= Roger Thurow =

American writer

Roger Thurow is an American author and a journalist. He is a former foreign correspondent for the Wall Street Journal. As of 2010, Thurow is a senior fellow for global agriculture and food policy for the Chicago Council on Global Affairs. He is noted for his writing about the politics of world hunger.

==Early life and education==
Thurow grew up in Crystal Lake, Illinois and graduated from the University of Iowa in 1979.

==Career==
For thirty years Thurow worked as a reporter for the Wall Street Journal, and for twenty of those years he was based abroad in Europe and Africa.
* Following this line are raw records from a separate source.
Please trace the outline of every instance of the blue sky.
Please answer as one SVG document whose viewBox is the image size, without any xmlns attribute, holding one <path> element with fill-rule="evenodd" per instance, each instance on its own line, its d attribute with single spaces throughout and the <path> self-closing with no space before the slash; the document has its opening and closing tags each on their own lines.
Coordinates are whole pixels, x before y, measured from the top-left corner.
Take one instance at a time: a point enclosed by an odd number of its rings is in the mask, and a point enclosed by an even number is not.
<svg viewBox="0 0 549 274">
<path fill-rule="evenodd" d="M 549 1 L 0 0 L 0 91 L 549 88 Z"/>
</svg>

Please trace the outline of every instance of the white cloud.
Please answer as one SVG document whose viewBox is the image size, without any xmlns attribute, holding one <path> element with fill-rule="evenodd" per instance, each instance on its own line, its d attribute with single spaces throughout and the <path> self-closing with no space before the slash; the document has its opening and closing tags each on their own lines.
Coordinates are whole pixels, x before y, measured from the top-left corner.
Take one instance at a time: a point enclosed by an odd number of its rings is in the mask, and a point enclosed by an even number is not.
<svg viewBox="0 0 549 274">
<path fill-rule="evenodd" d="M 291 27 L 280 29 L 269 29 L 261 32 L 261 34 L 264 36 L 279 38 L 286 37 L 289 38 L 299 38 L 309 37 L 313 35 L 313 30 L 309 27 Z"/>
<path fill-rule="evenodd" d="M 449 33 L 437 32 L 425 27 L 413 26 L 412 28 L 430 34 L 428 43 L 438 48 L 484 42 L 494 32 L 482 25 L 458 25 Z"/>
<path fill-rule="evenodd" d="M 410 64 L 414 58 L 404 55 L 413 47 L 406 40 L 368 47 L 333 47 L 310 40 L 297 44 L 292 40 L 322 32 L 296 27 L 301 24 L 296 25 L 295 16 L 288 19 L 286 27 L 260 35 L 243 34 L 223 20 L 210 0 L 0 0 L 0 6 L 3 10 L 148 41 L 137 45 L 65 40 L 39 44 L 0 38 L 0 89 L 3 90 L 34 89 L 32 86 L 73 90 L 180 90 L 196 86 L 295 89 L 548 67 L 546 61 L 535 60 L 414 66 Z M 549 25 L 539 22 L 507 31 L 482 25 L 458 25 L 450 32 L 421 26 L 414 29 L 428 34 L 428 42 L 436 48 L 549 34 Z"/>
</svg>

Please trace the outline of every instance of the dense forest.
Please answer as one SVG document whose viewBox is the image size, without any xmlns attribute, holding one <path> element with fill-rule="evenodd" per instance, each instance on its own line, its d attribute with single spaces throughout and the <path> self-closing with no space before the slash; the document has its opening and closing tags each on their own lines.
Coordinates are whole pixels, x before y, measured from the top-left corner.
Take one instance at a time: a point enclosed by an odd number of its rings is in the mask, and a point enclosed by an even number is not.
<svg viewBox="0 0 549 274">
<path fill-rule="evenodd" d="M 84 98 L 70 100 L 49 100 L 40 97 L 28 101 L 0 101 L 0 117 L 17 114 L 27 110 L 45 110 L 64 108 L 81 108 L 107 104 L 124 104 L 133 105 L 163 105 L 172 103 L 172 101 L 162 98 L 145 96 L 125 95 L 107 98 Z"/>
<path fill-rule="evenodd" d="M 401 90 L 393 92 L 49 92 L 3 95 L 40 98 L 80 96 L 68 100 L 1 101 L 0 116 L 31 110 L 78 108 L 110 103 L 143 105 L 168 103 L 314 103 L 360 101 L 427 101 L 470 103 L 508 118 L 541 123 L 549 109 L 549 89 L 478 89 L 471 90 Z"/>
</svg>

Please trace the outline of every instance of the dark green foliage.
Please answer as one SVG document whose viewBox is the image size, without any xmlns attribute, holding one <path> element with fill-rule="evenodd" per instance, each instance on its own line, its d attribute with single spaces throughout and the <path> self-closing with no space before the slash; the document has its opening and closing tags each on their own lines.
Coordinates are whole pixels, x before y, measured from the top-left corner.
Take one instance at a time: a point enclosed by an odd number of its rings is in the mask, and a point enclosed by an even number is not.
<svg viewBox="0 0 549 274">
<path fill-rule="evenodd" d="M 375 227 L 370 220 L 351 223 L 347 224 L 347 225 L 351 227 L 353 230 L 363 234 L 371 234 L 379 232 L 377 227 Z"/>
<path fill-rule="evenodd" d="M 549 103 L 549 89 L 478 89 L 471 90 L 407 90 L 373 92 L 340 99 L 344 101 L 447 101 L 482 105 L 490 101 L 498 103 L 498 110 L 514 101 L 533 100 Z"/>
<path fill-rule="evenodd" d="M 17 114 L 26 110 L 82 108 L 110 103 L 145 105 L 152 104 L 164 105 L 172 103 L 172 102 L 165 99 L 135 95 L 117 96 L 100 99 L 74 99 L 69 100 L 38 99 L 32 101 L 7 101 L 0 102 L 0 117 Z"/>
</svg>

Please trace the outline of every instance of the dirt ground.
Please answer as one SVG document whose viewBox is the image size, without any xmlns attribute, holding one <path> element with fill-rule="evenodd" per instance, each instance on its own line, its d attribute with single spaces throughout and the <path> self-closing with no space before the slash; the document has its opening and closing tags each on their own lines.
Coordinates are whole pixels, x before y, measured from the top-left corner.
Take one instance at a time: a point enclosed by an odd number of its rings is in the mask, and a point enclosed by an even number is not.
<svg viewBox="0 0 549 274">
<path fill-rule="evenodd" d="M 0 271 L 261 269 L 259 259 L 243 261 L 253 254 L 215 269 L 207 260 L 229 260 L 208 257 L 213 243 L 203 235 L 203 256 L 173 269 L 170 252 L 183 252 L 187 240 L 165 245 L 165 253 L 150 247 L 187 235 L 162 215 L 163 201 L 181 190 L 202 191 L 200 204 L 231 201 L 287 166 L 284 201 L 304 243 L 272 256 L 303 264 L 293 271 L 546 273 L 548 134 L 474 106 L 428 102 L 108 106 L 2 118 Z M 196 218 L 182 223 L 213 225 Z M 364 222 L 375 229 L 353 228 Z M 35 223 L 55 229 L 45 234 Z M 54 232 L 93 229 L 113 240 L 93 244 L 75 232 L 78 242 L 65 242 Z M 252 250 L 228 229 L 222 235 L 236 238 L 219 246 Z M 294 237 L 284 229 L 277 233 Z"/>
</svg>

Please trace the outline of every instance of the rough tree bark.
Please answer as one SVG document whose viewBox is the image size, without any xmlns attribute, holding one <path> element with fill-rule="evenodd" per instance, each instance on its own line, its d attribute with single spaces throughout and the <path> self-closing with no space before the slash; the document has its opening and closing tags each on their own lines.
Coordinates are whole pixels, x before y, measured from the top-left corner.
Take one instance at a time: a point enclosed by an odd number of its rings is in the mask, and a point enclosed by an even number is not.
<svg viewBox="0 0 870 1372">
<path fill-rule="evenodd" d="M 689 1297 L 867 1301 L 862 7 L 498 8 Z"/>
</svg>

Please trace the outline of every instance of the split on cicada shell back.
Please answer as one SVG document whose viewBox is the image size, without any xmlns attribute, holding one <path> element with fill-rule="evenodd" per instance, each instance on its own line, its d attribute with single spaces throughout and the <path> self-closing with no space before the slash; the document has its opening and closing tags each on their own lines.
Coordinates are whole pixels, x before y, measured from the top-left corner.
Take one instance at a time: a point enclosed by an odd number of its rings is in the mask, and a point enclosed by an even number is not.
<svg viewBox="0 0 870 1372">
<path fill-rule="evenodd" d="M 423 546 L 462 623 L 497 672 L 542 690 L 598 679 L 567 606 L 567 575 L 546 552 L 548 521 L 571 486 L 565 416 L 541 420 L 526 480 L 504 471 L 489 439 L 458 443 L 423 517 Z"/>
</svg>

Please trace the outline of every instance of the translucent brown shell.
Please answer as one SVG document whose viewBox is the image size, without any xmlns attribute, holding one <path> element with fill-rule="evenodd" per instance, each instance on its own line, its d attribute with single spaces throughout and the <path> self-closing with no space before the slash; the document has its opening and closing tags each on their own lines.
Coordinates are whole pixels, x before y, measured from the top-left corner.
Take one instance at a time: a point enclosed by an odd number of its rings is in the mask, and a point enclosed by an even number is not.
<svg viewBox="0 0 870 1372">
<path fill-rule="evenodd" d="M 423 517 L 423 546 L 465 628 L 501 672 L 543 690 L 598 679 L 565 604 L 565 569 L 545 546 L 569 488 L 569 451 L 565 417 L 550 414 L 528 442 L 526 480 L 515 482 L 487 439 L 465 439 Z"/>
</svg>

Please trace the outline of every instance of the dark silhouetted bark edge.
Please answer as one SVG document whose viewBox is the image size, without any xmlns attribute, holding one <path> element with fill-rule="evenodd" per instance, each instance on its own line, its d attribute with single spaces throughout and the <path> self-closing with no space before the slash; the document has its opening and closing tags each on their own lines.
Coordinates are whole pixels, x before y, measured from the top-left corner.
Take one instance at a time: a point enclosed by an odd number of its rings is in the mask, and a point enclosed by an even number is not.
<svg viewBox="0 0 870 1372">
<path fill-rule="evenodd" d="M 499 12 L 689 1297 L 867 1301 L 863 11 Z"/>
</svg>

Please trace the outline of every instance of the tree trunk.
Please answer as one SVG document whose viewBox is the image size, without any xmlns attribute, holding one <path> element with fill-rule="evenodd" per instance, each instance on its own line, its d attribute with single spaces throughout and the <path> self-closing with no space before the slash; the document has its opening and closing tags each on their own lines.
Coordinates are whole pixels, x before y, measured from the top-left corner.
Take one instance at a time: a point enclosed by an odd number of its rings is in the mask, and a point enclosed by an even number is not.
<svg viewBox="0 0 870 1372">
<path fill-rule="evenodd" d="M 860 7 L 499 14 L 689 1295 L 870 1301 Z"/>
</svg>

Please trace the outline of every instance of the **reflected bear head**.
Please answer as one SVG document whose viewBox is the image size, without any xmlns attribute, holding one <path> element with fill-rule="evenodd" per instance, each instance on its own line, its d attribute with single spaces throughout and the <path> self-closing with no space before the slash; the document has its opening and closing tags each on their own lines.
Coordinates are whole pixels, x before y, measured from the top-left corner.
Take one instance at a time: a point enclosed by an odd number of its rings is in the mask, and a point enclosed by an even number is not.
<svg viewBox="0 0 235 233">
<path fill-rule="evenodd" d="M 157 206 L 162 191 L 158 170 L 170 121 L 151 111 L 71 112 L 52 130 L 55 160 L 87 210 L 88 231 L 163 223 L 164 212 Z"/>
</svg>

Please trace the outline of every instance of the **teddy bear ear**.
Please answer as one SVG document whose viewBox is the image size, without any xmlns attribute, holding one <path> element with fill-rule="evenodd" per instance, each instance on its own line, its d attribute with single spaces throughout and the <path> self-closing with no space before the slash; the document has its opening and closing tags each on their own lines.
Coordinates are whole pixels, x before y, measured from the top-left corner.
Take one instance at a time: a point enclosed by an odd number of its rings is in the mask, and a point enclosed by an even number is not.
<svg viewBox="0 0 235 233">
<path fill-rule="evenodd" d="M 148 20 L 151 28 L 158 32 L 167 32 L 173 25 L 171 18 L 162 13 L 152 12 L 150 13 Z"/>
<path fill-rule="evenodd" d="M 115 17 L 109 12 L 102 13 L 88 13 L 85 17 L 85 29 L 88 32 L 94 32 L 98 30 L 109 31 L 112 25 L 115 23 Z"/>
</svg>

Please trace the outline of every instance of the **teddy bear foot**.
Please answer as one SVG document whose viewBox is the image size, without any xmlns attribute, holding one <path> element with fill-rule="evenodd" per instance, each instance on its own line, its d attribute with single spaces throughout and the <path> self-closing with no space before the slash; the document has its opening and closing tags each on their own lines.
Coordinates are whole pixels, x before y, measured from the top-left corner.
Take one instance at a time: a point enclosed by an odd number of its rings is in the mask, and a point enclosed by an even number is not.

After writing a series on famine in Africa, Thurow and Scott Kilman, fellow Wall Street Journal colleague, were finalists for the 2004 Pulitzer Prize in International Reporting. In 2009 Thurow and Kilman authored the book Enough: Why the World's Poorest Starve in an Age of Plenty. They received Action Against Hunger's Humanitarian Award for this book in 2009.
Thurow's second book, The Last Hunger Season: A Year in an African Farm Community on the Brink of Change, was published in the spring of 2012.

Thurow also lectures on various topics about the world economy, and writes for the Huffington Post.

Thurow currently resides in a suburb of Chicago, Illinois with his wife and two children.